La operación, anunciada inicialmente en diciembre, estaba valorada en 82.700 millones de dólares y combinaba efectivo, acciones y deuda, una estructura compleja que ha sido uno de los principales focos de crítica. Netflix ofrecía 27,75 dólares por acción de Warner, desglosados en 23,25 dólares en efectivo, 4,50 dólares en acciones de Netflix y una participación en Discovery Global, la unidad que WBD planea segregar y que concentra parte de la deuda del grupo.

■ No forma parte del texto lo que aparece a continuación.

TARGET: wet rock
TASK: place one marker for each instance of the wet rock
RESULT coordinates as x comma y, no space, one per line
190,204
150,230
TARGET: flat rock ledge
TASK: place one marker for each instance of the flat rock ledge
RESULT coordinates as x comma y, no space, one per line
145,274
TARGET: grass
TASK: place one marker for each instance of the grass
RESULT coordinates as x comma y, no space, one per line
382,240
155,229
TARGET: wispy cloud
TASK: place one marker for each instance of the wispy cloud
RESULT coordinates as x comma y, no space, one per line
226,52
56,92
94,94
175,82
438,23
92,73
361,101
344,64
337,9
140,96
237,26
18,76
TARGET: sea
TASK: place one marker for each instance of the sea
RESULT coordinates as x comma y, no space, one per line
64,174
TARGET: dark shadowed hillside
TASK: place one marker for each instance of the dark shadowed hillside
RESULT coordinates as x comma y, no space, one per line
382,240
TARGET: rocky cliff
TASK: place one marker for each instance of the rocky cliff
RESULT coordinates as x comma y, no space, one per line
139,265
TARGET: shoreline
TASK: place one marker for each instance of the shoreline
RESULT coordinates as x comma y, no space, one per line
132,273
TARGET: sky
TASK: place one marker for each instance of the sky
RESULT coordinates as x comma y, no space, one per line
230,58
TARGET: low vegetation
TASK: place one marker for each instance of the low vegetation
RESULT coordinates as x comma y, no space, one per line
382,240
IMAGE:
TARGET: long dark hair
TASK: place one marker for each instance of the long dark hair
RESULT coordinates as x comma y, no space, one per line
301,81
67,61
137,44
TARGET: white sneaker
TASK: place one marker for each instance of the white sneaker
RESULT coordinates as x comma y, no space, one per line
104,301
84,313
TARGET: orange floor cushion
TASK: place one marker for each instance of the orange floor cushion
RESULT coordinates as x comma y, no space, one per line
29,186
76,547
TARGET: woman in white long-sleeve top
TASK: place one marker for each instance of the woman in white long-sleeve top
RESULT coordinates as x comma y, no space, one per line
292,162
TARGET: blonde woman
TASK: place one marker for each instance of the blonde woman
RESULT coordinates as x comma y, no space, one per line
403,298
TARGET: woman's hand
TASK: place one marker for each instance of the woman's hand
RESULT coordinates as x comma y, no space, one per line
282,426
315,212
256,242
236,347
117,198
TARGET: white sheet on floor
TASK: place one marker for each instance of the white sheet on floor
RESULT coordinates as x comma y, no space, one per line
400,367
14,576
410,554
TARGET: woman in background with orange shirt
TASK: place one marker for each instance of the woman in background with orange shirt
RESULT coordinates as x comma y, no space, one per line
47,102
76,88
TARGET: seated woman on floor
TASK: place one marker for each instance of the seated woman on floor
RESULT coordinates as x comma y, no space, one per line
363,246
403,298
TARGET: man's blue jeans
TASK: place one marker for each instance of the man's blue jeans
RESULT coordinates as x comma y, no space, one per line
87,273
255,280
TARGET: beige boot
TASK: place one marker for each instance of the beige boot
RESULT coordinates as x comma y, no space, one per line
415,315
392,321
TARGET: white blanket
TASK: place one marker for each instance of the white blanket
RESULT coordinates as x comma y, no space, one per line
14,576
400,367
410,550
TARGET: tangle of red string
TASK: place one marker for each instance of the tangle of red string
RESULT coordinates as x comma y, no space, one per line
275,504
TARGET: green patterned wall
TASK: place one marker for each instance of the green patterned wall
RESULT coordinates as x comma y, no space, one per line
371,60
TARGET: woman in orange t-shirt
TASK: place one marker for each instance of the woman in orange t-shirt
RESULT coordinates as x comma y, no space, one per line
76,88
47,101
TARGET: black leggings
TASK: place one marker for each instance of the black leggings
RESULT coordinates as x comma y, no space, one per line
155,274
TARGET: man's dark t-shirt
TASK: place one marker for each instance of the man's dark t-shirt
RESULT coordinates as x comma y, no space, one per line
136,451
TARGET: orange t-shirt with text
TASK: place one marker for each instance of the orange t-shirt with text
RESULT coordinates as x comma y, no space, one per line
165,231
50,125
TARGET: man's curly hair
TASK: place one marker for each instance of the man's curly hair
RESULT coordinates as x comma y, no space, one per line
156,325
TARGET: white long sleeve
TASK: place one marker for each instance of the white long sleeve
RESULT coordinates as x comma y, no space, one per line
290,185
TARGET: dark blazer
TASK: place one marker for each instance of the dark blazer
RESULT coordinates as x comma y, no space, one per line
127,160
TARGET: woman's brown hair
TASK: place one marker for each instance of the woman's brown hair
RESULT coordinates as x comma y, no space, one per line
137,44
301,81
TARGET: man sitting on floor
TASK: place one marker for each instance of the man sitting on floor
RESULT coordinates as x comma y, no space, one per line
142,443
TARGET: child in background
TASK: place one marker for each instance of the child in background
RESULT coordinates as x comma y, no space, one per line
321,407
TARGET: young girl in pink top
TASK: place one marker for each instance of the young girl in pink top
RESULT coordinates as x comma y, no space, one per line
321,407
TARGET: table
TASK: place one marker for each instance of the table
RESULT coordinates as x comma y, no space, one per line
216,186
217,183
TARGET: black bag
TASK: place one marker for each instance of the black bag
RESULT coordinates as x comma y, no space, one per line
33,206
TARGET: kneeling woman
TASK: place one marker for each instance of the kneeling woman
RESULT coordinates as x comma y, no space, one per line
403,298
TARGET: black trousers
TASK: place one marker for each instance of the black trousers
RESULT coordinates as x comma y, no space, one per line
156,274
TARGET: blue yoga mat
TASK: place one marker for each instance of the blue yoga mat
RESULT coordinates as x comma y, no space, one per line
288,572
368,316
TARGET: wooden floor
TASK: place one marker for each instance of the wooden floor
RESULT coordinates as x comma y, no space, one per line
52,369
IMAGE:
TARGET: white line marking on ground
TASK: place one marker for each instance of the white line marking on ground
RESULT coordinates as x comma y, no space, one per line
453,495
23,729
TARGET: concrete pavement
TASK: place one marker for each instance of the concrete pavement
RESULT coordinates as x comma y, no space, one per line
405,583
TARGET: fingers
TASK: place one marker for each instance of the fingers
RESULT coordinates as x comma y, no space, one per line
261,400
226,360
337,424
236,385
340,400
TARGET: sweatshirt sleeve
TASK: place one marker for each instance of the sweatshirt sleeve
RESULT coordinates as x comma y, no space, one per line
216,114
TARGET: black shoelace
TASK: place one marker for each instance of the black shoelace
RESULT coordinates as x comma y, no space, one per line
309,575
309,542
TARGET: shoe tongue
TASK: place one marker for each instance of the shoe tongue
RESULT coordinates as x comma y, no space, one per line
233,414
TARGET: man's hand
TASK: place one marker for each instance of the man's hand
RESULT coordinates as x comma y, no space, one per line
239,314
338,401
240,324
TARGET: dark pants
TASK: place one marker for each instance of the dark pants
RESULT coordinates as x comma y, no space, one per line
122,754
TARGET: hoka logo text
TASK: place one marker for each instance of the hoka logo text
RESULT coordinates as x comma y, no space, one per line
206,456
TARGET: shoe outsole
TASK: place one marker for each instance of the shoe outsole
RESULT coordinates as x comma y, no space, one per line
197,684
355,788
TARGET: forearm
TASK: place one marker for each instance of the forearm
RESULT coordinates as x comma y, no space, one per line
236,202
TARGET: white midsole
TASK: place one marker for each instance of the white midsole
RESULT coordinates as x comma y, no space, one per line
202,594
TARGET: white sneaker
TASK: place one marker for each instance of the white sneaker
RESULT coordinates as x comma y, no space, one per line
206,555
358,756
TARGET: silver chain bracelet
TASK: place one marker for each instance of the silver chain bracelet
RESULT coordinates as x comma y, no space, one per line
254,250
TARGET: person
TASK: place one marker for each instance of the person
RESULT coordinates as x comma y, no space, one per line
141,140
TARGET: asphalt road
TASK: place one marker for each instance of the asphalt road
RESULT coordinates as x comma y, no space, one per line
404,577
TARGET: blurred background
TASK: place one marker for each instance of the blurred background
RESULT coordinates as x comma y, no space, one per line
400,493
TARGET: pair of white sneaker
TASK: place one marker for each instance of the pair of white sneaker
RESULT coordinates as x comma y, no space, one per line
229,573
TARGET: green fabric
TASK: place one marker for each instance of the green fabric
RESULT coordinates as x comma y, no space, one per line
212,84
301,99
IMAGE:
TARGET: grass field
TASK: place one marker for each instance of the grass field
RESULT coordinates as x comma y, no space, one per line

Una estructura más simple para acelerar el acuerdo
La conversión a una oferta totalmente en efectivo permitiría a Netflix:
Eliminar la incertidumbre sobre la valoración de Discovery Global y el reparto de deuda.
Reducir el riesgo de dilución para sus propios accionistas.
Facilitar el análisis regulatorio, al evitar cruces accionariales complejos.
Cerrar la transacción con mayor rapidez, una prioridad clave ante la presión competitiva.
Netflix cuenta con músculo financiero para ello. La compañía ha asegurado 92.000 millones de dólares en financiación de bancos de Wall Street y ya ha refinanciado 25.000 millones con deuda a largo plazo, reforzando su perfil de liquidez para una operación de esta envergadura.
Paramount intensifica la ofensiva
El movimiento de Netflix llega en medio de una ofensiva cada vez más agresiva de Paramount, que lanzó el 8 de diciembre una opa hostil valorada en 108.400 millones de dólares, sensiblemente superior en importe nominal. Paramount aspira a hacerse con los estudios de cine y televisión de Warner y su valiosa biblioteca de contenidos, que incluye franquicias como Harry Potter y Game of Thrones.
Esta semana, Paramount dio un paso más al presentar una demanda contra Warner, con el objetivo de obligar a la compañía a detallar cómo está valorando Discovery Global dentro del acuerdo con Netflix, incluida la cantidad exacta de deuda que WBD trasladaría a esa unidad. Según Variety, estos datos son cruciales para que los accionistas puedan comparar con precisión el valor real de ambas ofertas.
Un pulso estratégico por el control del contenido
Más allá del precio, la operación tiene una dimensión estratégica decisiva para el futuro del sector:
Para Netflix, la adquisición de Warner supondría integrar HBO Max, uno de los pocos catálogos capaces de rivalizar en prestigio y profundidad con su oferta global, además de reforzar su posición en cine, series premium y propiedad intelectual.
Para Paramount, frustrar el acuerdo es clave para evitar que Netflix consolide una posición dominante en el streaming y en la producción de contenidos de alto valor.
En este contexto, una oferta íntegramente en efectivo por parte de Netflix podría inclinar la balanza al ofrecer certeza inmediata de valor a los accionistas de Warner y neutralizar uno de los principales argumentos de su rival.
Las deliberaciones continúan y no hay una decisión final, pero el movimiento confirma que la batalla por Warner se ha convertido en uno de los mayores pulsos corporativos de la historia reciente del entretenimiento.